Our story portrays of the state of the contemporary Maine economy, dominated by the vast "economic development" network of Maine State Inc., which collects capital from state and federal taxpayers and from non-profit gifts and redistributes that capital to their targeted sectors. Maine Inc, for all its hoop-lah about "creating jobs" has eyes only for the largest companies. or companies with "high growth" investment potential, and perhaps some smaller companies that relate to the green agenda. Most of the people with whom I am in contact function within the micro-to small business sector.  Businesses such as Andersen Studio are  not recognized as contributing to the "public benefit" goals of Maine State Inc. In fact, short of becoming a non-profit organization, we do not exist on Maine Inc.'s map for the future of Maine- even as we are in the manufacturing sector , which our nation needs so badly,

                                               A beaked form emerges


And along comes KickStarter, which is quite revolutionary in concept as for the first time the tide turns in the other direction. As the number of non-profits multiplies in Maine and in the nation, the competition for non-profit funding has driven non-profits to compete in the private sector and as they do so, they have been changing long-existent standard private sector rules of business to their advantage.

Such a case in point is when the Maine Crafts Association took over management of the Maine Crafts Center, operated by the Maine Turnpike Authority. MCA sent out a general announcement that those wishing to have their merchandise considered for the retail store could show up at a scheduled time and scheduled location and pay a S65.00 jury fee.

Andersen Studio has been selling wholesale to fine stores and catalogs for over half a century. Never have we been asked to pay a fee to buyers to consider our work. Jury fees are for art gallery shows and not appropriate in the retail marketplace.

This event took place during the coldest days of winter at a time when gas prices were at high tide. Just at that moment, I had been considering joining the Maine Crafts Association but I was quickly dissuaded from doing so. I called the Maine Crafts Association and asked why they were charging craftsmen to present their work to a buyer for a retail store. I was told it was because the Maine Crafts Association exists to serve the public benefit. I asked who the "panel of experts" were. I never received an answer.

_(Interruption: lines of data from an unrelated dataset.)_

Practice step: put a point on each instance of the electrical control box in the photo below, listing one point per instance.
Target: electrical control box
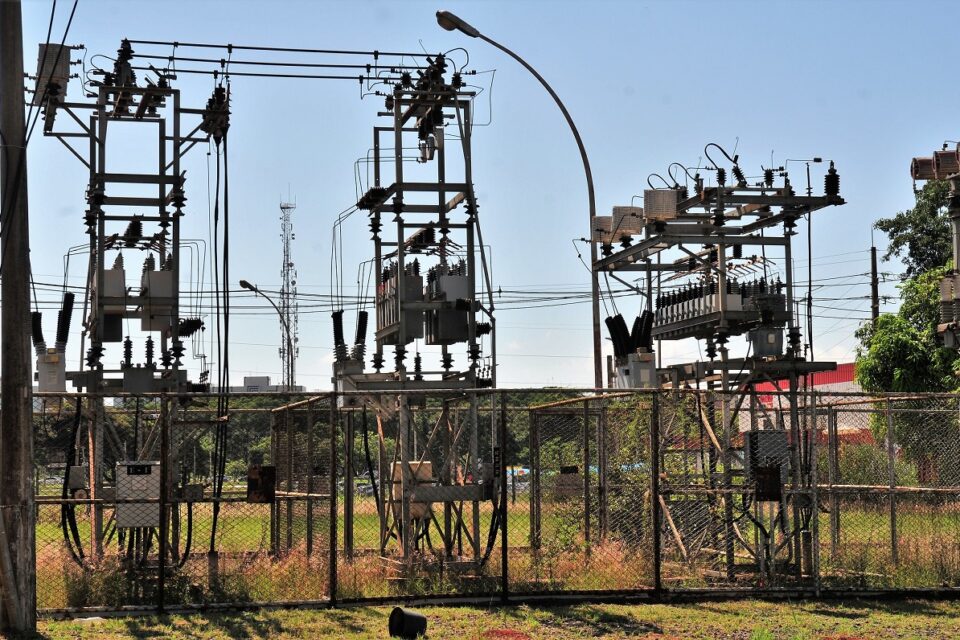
(388, 312)
(53, 68)
(447, 326)
(766, 341)
(660, 205)
(627, 221)
(601, 227)
(138, 480)
(77, 478)
(114, 287)
(51, 372)
(261, 484)
(157, 311)
(766, 462)
(422, 475)
(636, 371)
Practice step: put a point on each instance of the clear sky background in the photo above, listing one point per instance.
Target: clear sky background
(863, 83)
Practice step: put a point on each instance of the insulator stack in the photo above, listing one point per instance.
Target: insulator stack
(94, 353)
(738, 175)
(63, 321)
(945, 163)
(36, 332)
(339, 346)
(133, 233)
(127, 353)
(831, 182)
(360, 342)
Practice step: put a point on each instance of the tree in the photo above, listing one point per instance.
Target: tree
(901, 352)
(920, 236)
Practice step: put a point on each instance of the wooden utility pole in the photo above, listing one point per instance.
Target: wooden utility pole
(17, 517)
(874, 286)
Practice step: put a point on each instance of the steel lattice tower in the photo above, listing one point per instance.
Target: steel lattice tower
(289, 308)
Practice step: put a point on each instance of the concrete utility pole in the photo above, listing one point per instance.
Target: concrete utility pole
(17, 517)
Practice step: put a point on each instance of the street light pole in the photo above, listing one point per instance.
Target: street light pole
(451, 22)
(17, 513)
(288, 374)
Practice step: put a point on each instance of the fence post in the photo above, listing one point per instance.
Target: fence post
(604, 506)
(348, 474)
(586, 474)
(655, 489)
(310, 469)
(815, 510)
(333, 499)
(274, 511)
(534, 480)
(289, 417)
(833, 447)
(504, 561)
(892, 477)
(164, 474)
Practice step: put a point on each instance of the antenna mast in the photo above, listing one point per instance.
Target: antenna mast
(289, 308)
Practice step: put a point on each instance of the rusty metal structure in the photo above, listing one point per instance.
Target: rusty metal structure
(944, 164)
(433, 291)
(690, 249)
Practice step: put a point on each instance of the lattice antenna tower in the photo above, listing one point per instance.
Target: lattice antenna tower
(289, 307)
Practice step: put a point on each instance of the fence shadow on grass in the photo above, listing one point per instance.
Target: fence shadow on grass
(236, 624)
(588, 620)
(858, 609)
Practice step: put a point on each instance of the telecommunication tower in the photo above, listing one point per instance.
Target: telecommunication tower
(289, 308)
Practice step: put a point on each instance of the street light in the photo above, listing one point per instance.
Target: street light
(286, 330)
(451, 22)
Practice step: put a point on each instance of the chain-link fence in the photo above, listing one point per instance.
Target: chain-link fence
(150, 501)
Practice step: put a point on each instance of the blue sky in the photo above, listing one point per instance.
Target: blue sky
(648, 83)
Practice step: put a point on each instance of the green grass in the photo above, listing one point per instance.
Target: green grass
(740, 620)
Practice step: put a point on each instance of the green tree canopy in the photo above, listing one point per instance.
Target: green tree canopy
(920, 236)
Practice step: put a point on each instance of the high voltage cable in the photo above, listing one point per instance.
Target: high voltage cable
(239, 47)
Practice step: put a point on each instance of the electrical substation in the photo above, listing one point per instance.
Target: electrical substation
(428, 256)
(412, 473)
(712, 262)
(944, 164)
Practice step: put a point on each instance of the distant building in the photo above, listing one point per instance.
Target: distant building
(261, 384)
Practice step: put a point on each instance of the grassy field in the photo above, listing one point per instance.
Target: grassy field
(741, 620)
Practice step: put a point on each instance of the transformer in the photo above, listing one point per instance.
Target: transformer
(138, 480)
(766, 462)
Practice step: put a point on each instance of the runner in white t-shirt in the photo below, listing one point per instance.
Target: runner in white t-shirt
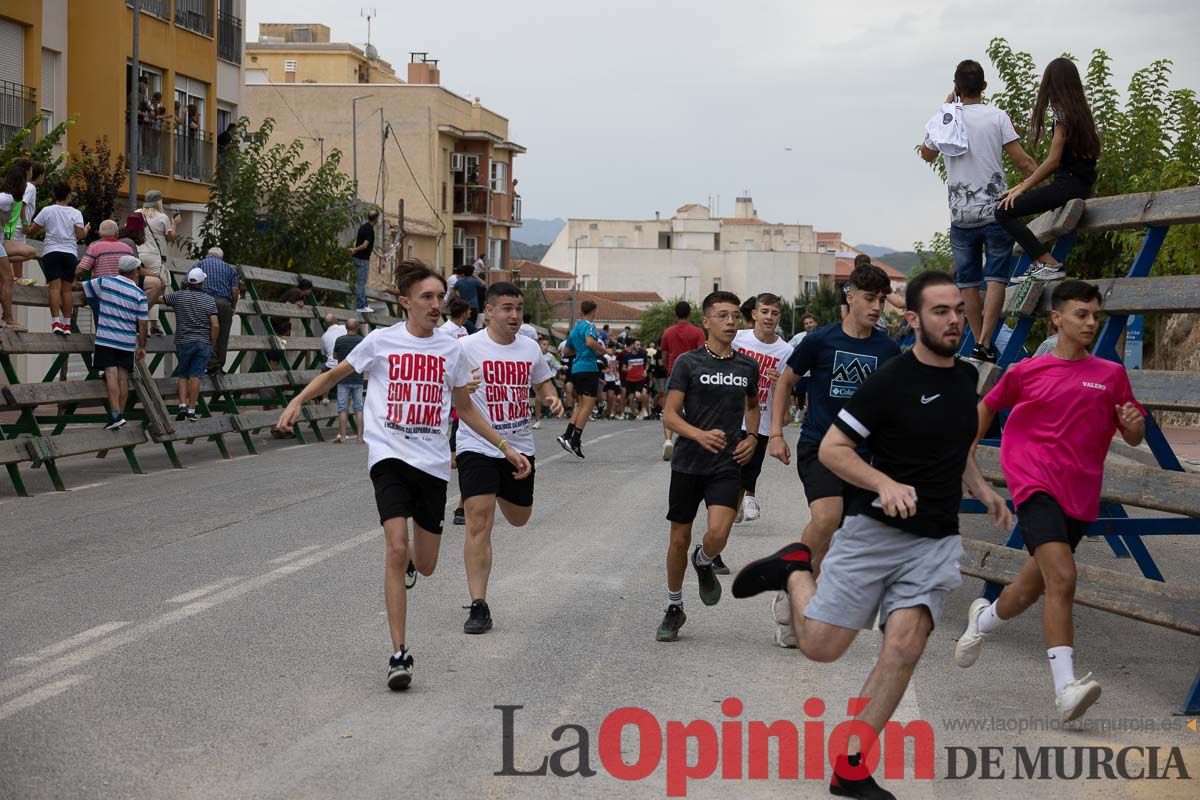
(412, 372)
(762, 344)
(508, 366)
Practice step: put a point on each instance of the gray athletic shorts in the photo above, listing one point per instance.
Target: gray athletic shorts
(873, 569)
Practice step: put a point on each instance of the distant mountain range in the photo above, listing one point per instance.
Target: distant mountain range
(538, 232)
(903, 260)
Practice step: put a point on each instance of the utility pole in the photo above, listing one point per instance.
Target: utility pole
(135, 133)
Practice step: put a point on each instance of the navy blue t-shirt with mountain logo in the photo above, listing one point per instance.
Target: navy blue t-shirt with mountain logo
(715, 397)
(839, 365)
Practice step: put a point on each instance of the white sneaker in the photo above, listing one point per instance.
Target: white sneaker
(970, 644)
(1077, 697)
(751, 509)
(781, 612)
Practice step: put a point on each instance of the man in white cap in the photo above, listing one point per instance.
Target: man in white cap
(121, 328)
(196, 335)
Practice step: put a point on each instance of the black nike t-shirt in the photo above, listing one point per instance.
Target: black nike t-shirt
(715, 397)
(919, 422)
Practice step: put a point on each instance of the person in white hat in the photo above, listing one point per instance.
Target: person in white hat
(196, 335)
(121, 329)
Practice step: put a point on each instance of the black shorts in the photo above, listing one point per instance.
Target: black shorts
(587, 383)
(103, 358)
(819, 481)
(687, 491)
(1043, 521)
(59, 266)
(403, 491)
(753, 469)
(479, 474)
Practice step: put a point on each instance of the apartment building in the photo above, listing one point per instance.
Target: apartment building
(691, 253)
(75, 59)
(439, 164)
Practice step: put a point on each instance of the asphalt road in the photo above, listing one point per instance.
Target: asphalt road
(219, 632)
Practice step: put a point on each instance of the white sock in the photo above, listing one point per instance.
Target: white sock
(1062, 665)
(989, 619)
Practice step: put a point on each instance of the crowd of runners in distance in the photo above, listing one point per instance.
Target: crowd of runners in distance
(885, 453)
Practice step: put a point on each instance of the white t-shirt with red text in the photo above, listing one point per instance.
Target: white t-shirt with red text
(409, 383)
(507, 372)
(769, 356)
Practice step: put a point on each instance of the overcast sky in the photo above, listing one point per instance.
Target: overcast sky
(633, 107)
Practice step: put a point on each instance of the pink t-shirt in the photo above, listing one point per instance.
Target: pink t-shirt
(1057, 435)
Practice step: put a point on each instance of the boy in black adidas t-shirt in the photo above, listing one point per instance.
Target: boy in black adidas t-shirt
(897, 554)
(711, 390)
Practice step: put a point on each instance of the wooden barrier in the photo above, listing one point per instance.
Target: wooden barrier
(237, 403)
(1163, 487)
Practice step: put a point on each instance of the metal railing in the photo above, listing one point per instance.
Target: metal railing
(160, 8)
(154, 146)
(195, 16)
(228, 37)
(18, 104)
(193, 155)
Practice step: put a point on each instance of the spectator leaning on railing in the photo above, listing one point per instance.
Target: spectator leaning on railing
(196, 335)
(121, 329)
(222, 286)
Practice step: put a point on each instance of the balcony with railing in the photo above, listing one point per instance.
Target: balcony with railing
(193, 155)
(228, 37)
(154, 146)
(18, 104)
(195, 16)
(160, 8)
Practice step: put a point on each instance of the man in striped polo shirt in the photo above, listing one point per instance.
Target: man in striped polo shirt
(121, 328)
(196, 335)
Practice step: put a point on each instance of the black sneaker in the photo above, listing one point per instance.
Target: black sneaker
(709, 587)
(480, 620)
(400, 672)
(771, 573)
(669, 630)
(865, 788)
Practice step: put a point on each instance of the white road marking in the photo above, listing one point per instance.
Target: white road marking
(196, 594)
(288, 557)
(39, 695)
(82, 655)
(76, 641)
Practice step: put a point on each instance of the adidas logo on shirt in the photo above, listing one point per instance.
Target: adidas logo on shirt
(724, 379)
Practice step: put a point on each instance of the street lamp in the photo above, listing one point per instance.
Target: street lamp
(575, 283)
(354, 140)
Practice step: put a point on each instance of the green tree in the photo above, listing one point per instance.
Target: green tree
(660, 317)
(269, 208)
(1151, 143)
(42, 151)
(96, 181)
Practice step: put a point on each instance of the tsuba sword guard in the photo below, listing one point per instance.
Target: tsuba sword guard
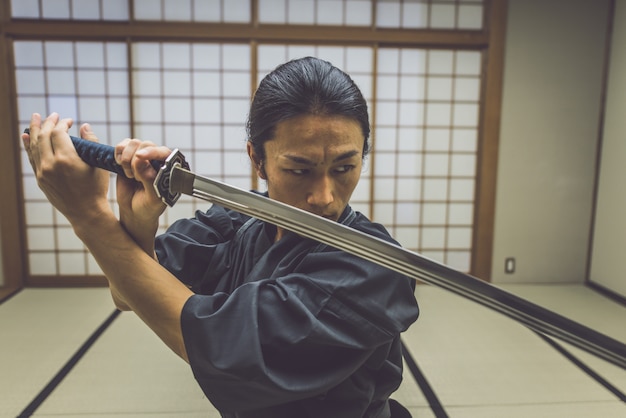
(162, 180)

And transforms into the Great White Heron

There is no question that Andersen stonework would sell exceedingly well at a store on the Maine Turnpike but fair business practices are important to uphold and so we are not there.

Now KickStarter makes it possible for a small private sector arts business such as Andersen Studio to participate in fundraising projects, a venue formerly exclusive to the non-profit sector- and so the tide changes.

Kickstarter is an opportunity for a private sector business such as Andersen Studio to bridge the internet marketing and order fulfillment gulf. Our current production studio is too small to accommodate the market potential that is available to a distinctive small craft business in the era of the internet and social networking. The expectations for usual online purchasing is  instant delivery. KickStarter allows us to take orders with a delayed delivery schedule on a first order- first serve basis. The beauty is that the greater the number of orders we generate, the more people will will need and be able to hire and so creating jobs and opportunities is one of the contingent rewards.. As we build a staff and a new facility to accommodate production, order fulfillment, and marketing, we will then be able to expand our marketing through the usual internet and other channels knowing that we have the organization in place to meet the demand.

Our most valuable business asset are our designs and the perpetual marketability of those designs as established over sixty years. Our project will be the creation of rubber master molds for the designs and our rewards will be the artwork produced with those molds. The Great White Heron featured here has barely been produced since it was created in the 1980's due to some mold and support issues that need to be resolved. It is likely to be on ef our mold projects and rewards offered in our upcoming KickStarter project.